Home > math education, rant > Happiest being sad

Happiest being sad

July 23, 2011

I’m done with math camp, and I am stopping off in Harvard Square on the way home to New York. I collected my two older sons from their first stint at overnight camp yesterday evening, a two-week middle-of-the-woods experience complete with a cold lake, dirty socks and sticky bunk beds. They were actually happy to see me, I could tell by the way they let me hug them in front of other people. I cried when I realized they had each grown two inches.

The past few days have been incredibly emotional. Somehow I started to pine for the program and for the students at the program before it had ended, and now I seem to miss my kids even though I have them back. I’m a mess of yearning, for a million things at once, and it seems like I’ve set myself up for this.
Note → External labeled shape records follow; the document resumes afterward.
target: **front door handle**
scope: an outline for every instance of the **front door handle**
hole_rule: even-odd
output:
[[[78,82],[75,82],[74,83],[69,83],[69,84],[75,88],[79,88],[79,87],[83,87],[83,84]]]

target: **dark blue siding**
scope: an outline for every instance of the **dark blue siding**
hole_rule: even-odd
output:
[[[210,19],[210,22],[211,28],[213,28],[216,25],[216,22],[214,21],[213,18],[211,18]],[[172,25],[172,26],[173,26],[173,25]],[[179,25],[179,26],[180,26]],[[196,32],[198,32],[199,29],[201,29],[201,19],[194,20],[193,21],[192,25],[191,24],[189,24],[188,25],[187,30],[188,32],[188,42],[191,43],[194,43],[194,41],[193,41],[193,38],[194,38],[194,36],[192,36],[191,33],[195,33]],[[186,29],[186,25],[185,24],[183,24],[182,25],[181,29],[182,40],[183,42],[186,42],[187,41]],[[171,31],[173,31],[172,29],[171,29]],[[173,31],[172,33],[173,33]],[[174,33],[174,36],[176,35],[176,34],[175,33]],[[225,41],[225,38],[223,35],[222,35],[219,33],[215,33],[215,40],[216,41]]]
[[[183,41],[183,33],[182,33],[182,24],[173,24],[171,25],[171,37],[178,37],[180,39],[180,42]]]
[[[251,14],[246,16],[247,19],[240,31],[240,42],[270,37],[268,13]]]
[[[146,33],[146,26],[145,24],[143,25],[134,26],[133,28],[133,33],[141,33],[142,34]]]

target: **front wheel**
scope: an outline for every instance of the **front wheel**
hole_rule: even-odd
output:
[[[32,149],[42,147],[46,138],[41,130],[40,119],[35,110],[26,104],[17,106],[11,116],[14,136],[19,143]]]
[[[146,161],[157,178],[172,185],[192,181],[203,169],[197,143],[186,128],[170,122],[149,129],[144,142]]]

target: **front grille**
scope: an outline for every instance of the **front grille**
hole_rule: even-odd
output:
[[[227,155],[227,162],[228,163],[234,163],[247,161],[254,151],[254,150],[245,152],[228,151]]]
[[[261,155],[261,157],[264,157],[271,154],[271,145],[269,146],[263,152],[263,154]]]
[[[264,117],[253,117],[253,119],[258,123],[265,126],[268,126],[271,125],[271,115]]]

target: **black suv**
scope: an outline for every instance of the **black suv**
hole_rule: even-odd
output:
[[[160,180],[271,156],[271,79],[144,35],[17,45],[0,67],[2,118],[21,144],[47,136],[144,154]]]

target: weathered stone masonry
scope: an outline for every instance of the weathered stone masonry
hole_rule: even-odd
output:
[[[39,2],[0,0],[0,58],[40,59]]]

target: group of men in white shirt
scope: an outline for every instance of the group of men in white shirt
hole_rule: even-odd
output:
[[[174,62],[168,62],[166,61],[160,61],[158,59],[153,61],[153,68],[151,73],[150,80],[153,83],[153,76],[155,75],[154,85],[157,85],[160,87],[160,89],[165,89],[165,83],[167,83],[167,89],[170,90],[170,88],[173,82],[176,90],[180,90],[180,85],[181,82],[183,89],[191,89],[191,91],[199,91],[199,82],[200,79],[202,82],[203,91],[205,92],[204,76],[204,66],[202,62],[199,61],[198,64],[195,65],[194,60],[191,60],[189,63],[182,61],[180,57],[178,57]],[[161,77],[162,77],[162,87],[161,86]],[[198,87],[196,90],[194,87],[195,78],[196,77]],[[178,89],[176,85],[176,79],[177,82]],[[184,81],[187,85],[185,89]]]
Of course when I think about it I absolutely have, and I guess the only real question is why I’m surprised. I keep falling in love with people and experiences that often even love me back, and even though I’m an experienced piner it doesn’t get any less painful. And yet it seems like the only alternative, if it is a choice I could even make, would be to close myself off from that openness and compassion and live in a careless void. That is certainly more terrifying to me than the safety of wistful suffering.

My friend Moon came to the program a couple of nights ago and gave a kick-ass talk to the students about the Banach-Tarski paradox. She stuck around that night for dinner and asked the program director, who has been doing this for 40 years, whether I had ever been shy. The director said, “No, Cathy was never shy, but she was memorable for the fact that she always said the same thing whenever someone started a conversation with her.” I had no idea what that could have been, and to tell you the truth I was a little worried what he’d say. So Moon asked, and he said the phrase was, “I love math!” It brought back a clear memory of the passion I had then and still have, and hopefully will always have. I am happy to be this sad.

Categories: math education, rant
  1. karen
    July 23, 2011 at 9:27 pm

    Your heart is pure, and nothing could be more rare or beautiful.

    Like

  2. July 25, 2011 at 7:01 am

    I met Moon on her later visit to SPMPS (http://spmps.weebly.com/) at Bard. Very sweet person, and I’m excited that she’ll be at Tufts.

    Cathy, it’s wonderful that you served the program as senior staff. It’s natural that it’s emotional, and It’s definitely an emotional experience for the students as well!

    Like

  3. joelibacsi
    August 7, 2011 at 2:23 pm

    fabulous. the experiences last a lifetime for mathbabe and also for the new generation
    who are so fortunate to have her.